Çocuğa Masal’daki yaralı tavşanla sevgisini şefkatini bölüşen çobanın öyküsü ise, “bedenin hakkı yoktur / şeklini aldığı ruh üstünde” (s:31) gerçeğinden hareket eder. Tavşan iyileşip gitmeye kalktığında, benzeşen ruh ekseninde, ayrı ayrı yerlerde aynı sonu paylaşırlar. Her ikisi de soğuk bir iklimi andıran “karanlığın tanrısı”na karışırlar. Bir yerde birbirinden gayrı ilişkileri olmayan yok hükmündeki varlıklarıdır onları masallaştıran. Bunu, Çocukla Yürüyüş’te daha yakından duyumsarız. Ayakları yere değmeyen “ihtimal barışmak, ihtimal küsmek, boşluğa aldanmak, bilinmeyen bir yerde birbirine sarılmak” gibi durumlarla düşle gerçek arasında gide gele yorulur ve buharlaşırlar. Şiirin sonundaki dört dize, varlık-yokluk meselinde son sözü söyler gibidir:
“çünkü yokuz geçtiğimiz yerde
vardığımız yerde
yokuz kendimizde
bu şiirde de” (s:35)
Bireyselliğinin gücüyle öne çıkan Azar adlı şiir gerek dize gerekse bütünsellik açısından oldukça sarsıcıdır. Belki bu yüzden birkaç kez okuma gereğini duyarız. Özellikle şu iki dize gizemde sınır tanımaz niteliktedir. Bir türlü adı konulamayan “olmayan”la “yaşanan” ayrı ayrı sorgulamaya çağırır bizi:
“olmayan her şeyin bir yüzü var sende
yaşadığın her şeyin de bir adı olmalı” (s:36)

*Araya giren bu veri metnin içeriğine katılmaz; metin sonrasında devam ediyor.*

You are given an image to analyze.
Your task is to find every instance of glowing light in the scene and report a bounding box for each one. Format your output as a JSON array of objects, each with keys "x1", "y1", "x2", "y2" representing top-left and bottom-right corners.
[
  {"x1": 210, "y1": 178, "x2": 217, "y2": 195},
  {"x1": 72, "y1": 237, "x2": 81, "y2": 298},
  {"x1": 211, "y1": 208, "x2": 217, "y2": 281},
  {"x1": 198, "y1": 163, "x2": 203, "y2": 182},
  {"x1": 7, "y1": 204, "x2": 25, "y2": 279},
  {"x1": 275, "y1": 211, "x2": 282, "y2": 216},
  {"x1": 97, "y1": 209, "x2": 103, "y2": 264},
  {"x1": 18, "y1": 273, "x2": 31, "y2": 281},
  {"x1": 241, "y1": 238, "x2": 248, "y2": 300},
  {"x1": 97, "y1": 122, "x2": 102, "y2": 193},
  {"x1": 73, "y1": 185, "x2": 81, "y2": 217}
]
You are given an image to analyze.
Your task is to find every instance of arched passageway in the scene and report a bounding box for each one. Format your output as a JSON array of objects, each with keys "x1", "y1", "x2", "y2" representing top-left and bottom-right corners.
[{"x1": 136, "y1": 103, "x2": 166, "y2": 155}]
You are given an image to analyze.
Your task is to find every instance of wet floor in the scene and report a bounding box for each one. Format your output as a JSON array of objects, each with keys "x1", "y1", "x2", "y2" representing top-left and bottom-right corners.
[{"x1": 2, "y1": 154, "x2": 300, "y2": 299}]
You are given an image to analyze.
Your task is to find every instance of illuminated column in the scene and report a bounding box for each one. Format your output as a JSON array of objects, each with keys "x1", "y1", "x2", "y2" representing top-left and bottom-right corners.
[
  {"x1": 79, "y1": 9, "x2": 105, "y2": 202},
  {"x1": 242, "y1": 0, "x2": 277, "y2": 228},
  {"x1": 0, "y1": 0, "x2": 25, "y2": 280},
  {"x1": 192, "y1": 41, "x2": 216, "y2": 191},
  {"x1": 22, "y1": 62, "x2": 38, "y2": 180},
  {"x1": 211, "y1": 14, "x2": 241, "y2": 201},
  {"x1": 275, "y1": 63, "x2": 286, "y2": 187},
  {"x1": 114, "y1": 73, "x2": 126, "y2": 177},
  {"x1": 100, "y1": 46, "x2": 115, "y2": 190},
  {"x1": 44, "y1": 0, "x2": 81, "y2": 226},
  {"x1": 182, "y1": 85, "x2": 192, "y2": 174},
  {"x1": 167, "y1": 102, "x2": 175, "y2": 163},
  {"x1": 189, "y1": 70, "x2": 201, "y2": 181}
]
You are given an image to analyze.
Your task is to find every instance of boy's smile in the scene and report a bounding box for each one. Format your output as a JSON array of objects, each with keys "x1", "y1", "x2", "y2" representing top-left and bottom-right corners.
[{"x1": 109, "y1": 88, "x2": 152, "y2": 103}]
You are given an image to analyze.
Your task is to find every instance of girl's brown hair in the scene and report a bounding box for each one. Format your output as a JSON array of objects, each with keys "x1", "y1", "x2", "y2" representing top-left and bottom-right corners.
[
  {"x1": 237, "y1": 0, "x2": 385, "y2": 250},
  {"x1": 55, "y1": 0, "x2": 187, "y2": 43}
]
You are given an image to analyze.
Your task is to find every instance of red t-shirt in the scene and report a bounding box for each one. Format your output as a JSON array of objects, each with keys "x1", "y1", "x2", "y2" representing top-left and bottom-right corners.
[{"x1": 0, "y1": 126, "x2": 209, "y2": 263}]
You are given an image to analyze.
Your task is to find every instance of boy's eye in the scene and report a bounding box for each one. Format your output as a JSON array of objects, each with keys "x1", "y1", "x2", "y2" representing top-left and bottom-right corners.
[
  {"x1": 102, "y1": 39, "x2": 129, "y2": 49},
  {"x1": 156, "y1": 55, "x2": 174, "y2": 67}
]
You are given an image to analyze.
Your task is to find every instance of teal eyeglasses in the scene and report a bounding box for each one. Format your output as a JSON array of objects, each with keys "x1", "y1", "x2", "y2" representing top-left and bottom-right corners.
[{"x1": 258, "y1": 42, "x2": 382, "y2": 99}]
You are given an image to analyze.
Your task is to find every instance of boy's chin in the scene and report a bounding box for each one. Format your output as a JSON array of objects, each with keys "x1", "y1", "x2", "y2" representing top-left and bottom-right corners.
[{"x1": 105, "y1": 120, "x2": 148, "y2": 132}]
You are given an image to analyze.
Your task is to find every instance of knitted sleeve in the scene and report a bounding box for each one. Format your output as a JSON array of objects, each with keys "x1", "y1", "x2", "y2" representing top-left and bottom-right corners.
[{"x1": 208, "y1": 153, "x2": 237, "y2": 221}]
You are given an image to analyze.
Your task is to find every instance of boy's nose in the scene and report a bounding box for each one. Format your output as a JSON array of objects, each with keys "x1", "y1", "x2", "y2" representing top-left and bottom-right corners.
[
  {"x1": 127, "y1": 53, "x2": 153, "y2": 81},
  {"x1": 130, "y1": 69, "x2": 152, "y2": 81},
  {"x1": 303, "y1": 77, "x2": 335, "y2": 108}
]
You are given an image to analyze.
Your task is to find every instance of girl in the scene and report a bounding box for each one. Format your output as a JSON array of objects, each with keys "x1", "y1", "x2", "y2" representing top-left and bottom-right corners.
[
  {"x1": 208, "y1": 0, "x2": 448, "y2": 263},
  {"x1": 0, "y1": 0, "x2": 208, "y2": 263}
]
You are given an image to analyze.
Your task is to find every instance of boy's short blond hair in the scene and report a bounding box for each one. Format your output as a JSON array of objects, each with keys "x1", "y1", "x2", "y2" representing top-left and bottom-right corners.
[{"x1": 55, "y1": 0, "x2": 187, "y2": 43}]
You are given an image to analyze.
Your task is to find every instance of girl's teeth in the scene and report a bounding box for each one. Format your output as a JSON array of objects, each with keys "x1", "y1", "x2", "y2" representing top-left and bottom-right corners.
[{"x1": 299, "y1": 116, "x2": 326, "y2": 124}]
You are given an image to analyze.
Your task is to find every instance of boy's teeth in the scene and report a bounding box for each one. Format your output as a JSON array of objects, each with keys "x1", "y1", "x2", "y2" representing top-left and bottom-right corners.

Öyle sanırım “içindeki çocuk ejderha”yla seslenen sesin yankısında, suları birbirine karışan ve yer yer ağlama duvarını andıran Şeytan’la şair karışımı bir özellik gizlidir. Doğuran değilse de görünürde bile bile yanıltan, özünde ise temellendiren/yönlendiren, laneti üstünde şeytanî bir yapıdan söz edilebilir:
“benim sularım sende saklı
elinden hayat gelmese de
boğulacağın bir denizin var” (s:37)
Bu sesin özelliğini merak edenler, öncelikle geçmişin isli lambasını söndürmek zorundadırlar. Çünkü geçmişi unutmakla başlayacak olanın ideolojisi bir bakıma şöyle özetlenebilir:
“taşınca, kendimizden, karışmayalım diye bir geçmişe
anneler ölüsü babalar tozu gürül gürül bir nehir
akıldan soğuk delilikten altmış altı kat zehirli…
ölüme ölümden yakınız hiçbir gölgeye yol almaktan” (s:41)
Görüldüğü gibi eskinin defterini dürüp son dizede kendini ele veren ters bakışlı ve delilik raporunu aşan “altmış altı kat zehirli” yeni dilin pek şakası yok! Ayrıca ölümü de taktığı yok! Zaten tüm suskunluğu üstlenmiş durumda. Ancak ölümlü dilleri “Hiçliğin Dili”ne çevirenler onu anlayabilir. Zamanı uzamı belirsiz, mekânlar ötesi delimsek bir dildir bu! Gözünü kırpmadan siler geçer bellekleri. Sonra topraksı giysiler giyip susmanın soylu alfabesiyle izler bırakır. Kim bilir, bu hiçlik yürüyüşünün adına “Sonsuzluk Patlaması” da diyebiliriz belki:
“ve ne iyilik ne kötülük olamayacak kadar bir gerçek;
sonsuzluk, patladı sıkıntı olarak boğazında
açıldı ruhunda binlerce kapı
içi, açık kapılarla örtüldü
artık tarifi çoğuldu ölümün” (s:45)
Böyle bir anda neler yapılması gerektiğini de fısıldamış aynı Şeytan:
“şimdi kendinle aranda koca bir dünya dedi şeytan
ya yok et
ya da boş ver
otur, hiçliği dinle” (s:46)
Ne diyelim? Elçiye zeval olmaz. Seçenek sizin!..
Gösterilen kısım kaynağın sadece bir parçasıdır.